Situasi negara tujuan ekspor juga mulai menerapkan peraturan yang menjadikan faktor emisi sebagai salah satu variabel untuk memasuki pasar mereka. Sebut saja Uni Eropa yang akan segera memberlakukan Carbon Border Adjustment Mechanism di 2023. Kebijakan yang merupakan bagian dari Euro Green Deal ini akan mengenakan pajak lebih tinggi untuk produk-produk yang menghasilkan emisi lebih tinggi pula dalam proses produksinya.
Perusahaan-perusahaan besar ini memiliki banyak supplier di Indonesia yang, cepat atau lambat, dituntut untuk menerapkan prinsip-prinsip keberlanjutan dan rendah emisi dalam proses produksinya.

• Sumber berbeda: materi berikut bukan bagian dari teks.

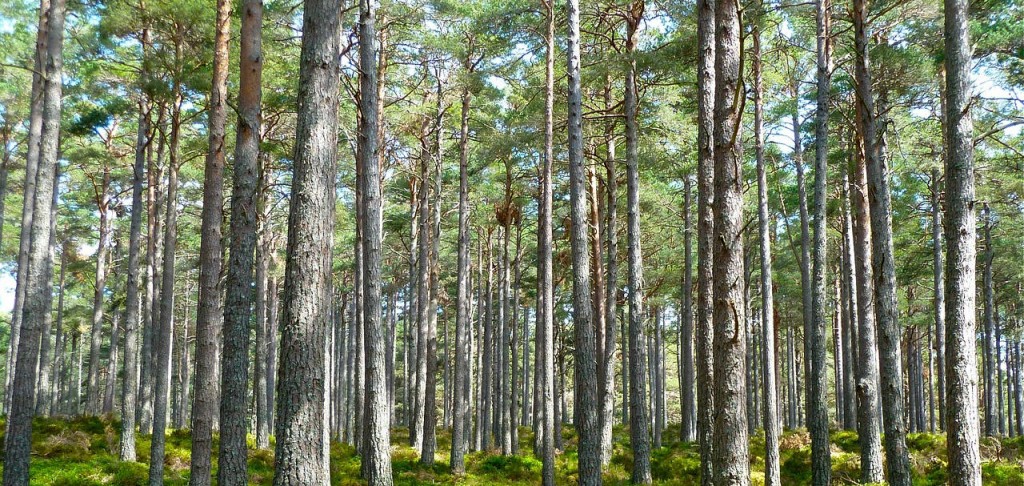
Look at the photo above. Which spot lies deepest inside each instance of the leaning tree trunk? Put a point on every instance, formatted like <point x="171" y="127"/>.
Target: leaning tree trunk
<point x="376" y="448"/>
<point x="238" y="304"/>
<point x="730" y="457"/>
<point x="300" y="412"/>
<point x="770" y="412"/>
<point x="209" y="318"/>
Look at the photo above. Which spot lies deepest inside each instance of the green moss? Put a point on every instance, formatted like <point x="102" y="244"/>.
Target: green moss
<point x="82" y="451"/>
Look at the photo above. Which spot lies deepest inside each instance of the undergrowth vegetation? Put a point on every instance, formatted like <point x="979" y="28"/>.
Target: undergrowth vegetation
<point x="83" y="451"/>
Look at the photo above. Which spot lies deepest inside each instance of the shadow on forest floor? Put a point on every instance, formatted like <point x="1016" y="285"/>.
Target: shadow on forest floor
<point x="83" y="451"/>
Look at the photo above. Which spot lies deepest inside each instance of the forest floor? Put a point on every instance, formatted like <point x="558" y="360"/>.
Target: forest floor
<point x="82" y="451"/>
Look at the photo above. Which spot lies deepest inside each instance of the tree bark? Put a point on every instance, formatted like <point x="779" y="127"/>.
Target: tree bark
<point x="988" y="344"/>
<point x="730" y="457"/>
<point x="586" y="395"/>
<point x="687" y="409"/>
<point x="239" y="283"/>
<point x="130" y="388"/>
<point x="93" y="394"/>
<point x="939" y="297"/>
<point x="770" y="412"/>
<point x="37" y="114"/>
<point x="545" y="280"/>
<point x="707" y="75"/>
<point x="300" y="411"/>
<point x="209" y="318"/>
<point x="639" y="422"/>
<point x="163" y="335"/>
<point x="961" y="225"/>
<point x="817" y="401"/>
<point x="868" y="415"/>
<point x="376" y="450"/>
<point x="458" y="461"/>
<point x="38" y="292"/>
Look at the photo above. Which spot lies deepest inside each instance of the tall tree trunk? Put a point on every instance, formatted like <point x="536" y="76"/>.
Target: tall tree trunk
<point x="897" y="459"/>
<point x="961" y="225"/>
<point x="163" y="335"/>
<point x="300" y="414"/>
<point x="770" y="415"/>
<point x="376" y="450"/>
<point x="430" y="404"/>
<point x="43" y="397"/>
<point x="611" y="282"/>
<point x="129" y="389"/>
<point x="458" y="461"/>
<point x="151" y="306"/>
<point x="639" y="422"/>
<point x="731" y="465"/>
<point x="817" y="401"/>
<point x="112" y="368"/>
<point x="209" y="317"/>
<point x="264" y="407"/>
<point x="59" y="383"/>
<point x="707" y="75"/>
<point x="849" y="307"/>
<point x="93" y="394"/>
<point x="238" y="301"/>
<point x="687" y="409"/>
<point x="939" y="296"/>
<point x="545" y="280"/>
<point x="868" y="418"/>
<point x="988" y="344"/>
<point x="37" y="114"/>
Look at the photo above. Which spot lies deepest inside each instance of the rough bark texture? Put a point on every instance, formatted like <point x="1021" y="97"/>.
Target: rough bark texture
<point x="376" y="449"/>
<point x="93" y="394"/>
<point x="817" y="403"/>
<point x="730" y="454"/>
<point x="458" y="461"/>
<point x="545" y="283"/>
<point x="208" y="315"/>
<point x="17" y="443"/>
<point x="939" y="298"/>
<point x="706" y="240"/>
<point x="639" y="422"/>
<point x="301" y="377"/>
<point x="238" y="304"/>
<point x="36" y="116"/>
<point x="897" y="458"/>
<point x="586" y="345"/>
<point x="962" y="360"/>
<point x="129" y="390"/>
<point x="770" y="412"/>
<point x="163" y="332"/>
<point x="686" y="376"/>
<point x="868" y="415"/>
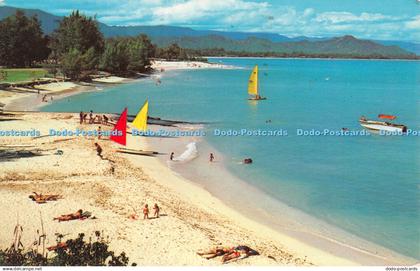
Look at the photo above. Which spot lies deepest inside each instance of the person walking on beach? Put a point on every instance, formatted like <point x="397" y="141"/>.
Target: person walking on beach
<point x="98" y="150"/>
<point x="91" y="117"/>
<point x="146" y="211"/>
<point x="105" y="119"/>
<point x="156" y="210"/>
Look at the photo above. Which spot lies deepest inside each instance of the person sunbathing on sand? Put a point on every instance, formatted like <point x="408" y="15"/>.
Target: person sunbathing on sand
<point x="76" y="215"/>
<point x="215" y="252"/>
<point x="39" y="198"/>
<point x="239" y="252"/>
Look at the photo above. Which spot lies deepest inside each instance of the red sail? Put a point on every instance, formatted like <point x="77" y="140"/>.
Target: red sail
<point x="390" y="117"/>
<point x="120" y="129"/>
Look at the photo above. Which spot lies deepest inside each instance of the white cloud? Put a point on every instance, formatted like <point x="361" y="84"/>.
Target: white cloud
<point x="343" y="17"/>
<point x="188" y="11"/>
<point x="414" y="23"/>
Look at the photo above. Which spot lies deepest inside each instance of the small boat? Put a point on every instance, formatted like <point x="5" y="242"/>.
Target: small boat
<point x="253" y="85"/>
<point x="386" y="126"/>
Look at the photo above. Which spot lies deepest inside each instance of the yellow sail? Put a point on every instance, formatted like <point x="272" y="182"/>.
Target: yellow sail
<point x="253" y="82"/>
<point x="140" y="122"/>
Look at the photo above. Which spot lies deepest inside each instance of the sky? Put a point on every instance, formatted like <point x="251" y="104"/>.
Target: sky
<point x="369" y="19"/>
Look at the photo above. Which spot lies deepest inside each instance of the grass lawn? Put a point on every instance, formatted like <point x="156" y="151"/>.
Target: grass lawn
<point x="21" y="75"/>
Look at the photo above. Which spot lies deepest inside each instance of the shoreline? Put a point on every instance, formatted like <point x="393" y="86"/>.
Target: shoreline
<point x="156" y="169"/>
<point x="284" y="220"/>
<point x="312" y="58"/>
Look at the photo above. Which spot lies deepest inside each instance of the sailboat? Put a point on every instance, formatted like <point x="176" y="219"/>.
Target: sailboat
<point x="140" y="122"/>
<point x="253" y="85"/>
<point x="375" y="125"/>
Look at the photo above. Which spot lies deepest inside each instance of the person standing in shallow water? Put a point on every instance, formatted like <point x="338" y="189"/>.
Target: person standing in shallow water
<point x="146" y="212"/>
<point x="157" y="210"/>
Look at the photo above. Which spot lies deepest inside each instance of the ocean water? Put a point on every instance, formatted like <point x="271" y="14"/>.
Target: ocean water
<point x="366" y="185"/>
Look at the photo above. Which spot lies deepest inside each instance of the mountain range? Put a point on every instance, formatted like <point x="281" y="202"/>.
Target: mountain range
<point x="241" y="41"/>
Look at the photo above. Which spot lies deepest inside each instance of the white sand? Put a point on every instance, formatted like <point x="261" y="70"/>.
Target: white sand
<point x="161" y="65"/>
<point x="110" y="79"/>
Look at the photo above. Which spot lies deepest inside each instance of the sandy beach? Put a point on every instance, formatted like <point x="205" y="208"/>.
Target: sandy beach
<point x="119" y="185"/>
<point x="160" y="65"/>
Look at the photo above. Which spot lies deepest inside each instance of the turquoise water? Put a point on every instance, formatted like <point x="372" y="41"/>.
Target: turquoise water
<point x="366" y="185"/>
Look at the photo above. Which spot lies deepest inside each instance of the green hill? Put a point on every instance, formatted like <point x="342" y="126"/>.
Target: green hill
<point x="240" y="43"/>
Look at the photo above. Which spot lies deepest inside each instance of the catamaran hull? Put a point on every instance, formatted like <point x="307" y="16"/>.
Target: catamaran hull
<point x="255" y="99"/>
<point x="386" y="128"/>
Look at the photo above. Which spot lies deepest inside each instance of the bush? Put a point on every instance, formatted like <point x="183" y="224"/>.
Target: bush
<point x="77" y="252"/>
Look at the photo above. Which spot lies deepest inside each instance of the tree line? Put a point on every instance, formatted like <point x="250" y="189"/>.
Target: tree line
<point x="77" y="48"/>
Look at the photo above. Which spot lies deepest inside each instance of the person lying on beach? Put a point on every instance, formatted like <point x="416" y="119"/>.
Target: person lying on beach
<point x="39" y="198"/>
<point x="239" y="252"/>
<point x="105" y="119"/>
<point x="77" y="215"/>
<point x="156" y="210"/>
<point x="98" y="119"/>
<point x="247" y="161"/>
<point x="59" y="245"/>
<point x="98" y="150"/>
<point x="146" y="212"/>
<point x="215" y="252"/>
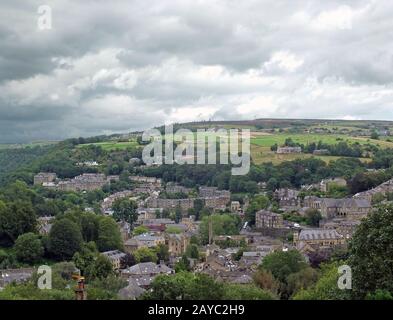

Berdasarkan situasi dan tuntutan-tuntutan yang berkembang itu, sangat penting bagi IPTP Indonesia untuk segera bertransformasi menuju industri rendah emisi, untuk dapat meningkatkan daya saing dan keberlanjutan bisnisnya di masa depan dengan menetapkan target-target penurunan emisi perusahaan.
Menurut SBTi (Science Based Target Initiative), target perusahaan untuk mengurangi GRK emisi dianggap berbasis sains jika sesuai dengan dengan realitas sains iklim terbaru untuk mencapai tujuan Perjanjian Paris: untuk membatasi pemanasan global di bawah 2°C dan mengejar upaya untuk membatasi pemanasan bumi hingga 1,5°C.
SBTi telah mengembangkan panduan sektor apparel and footwear yang dapat digunakan oleh perusahaan untuk menghitung dan merencanakan aksi penurunan emisi di rantai nilai baik jangka pendek, maupun jangka panjang mereka sesuai dengan target penurunan emisi global.
Gambar 1. SBTi apparel, textile and footwear sector target scope
Target berbasis sains dapat meningkatkan kinerja perusahaan, memberikan keunggulan kompetitif dalam transisi ke ekonomi rendah karbon. Melalui perencanaan peta jalan penurunan emisi dengan target berbasis sains (SBT), perusahaan dapat menerima manfaat, seperti: meningkatkan ketahanan dan daya saing bisnis sehingga mendorong inovasi dan mengubah praktik bisnis, membangun kredibilitas dan reputasi baik ke konsumen maupun ke investor, serta bersiap dalam menghadapi ketidakpastian regulasi di tingkat lokal maupun global.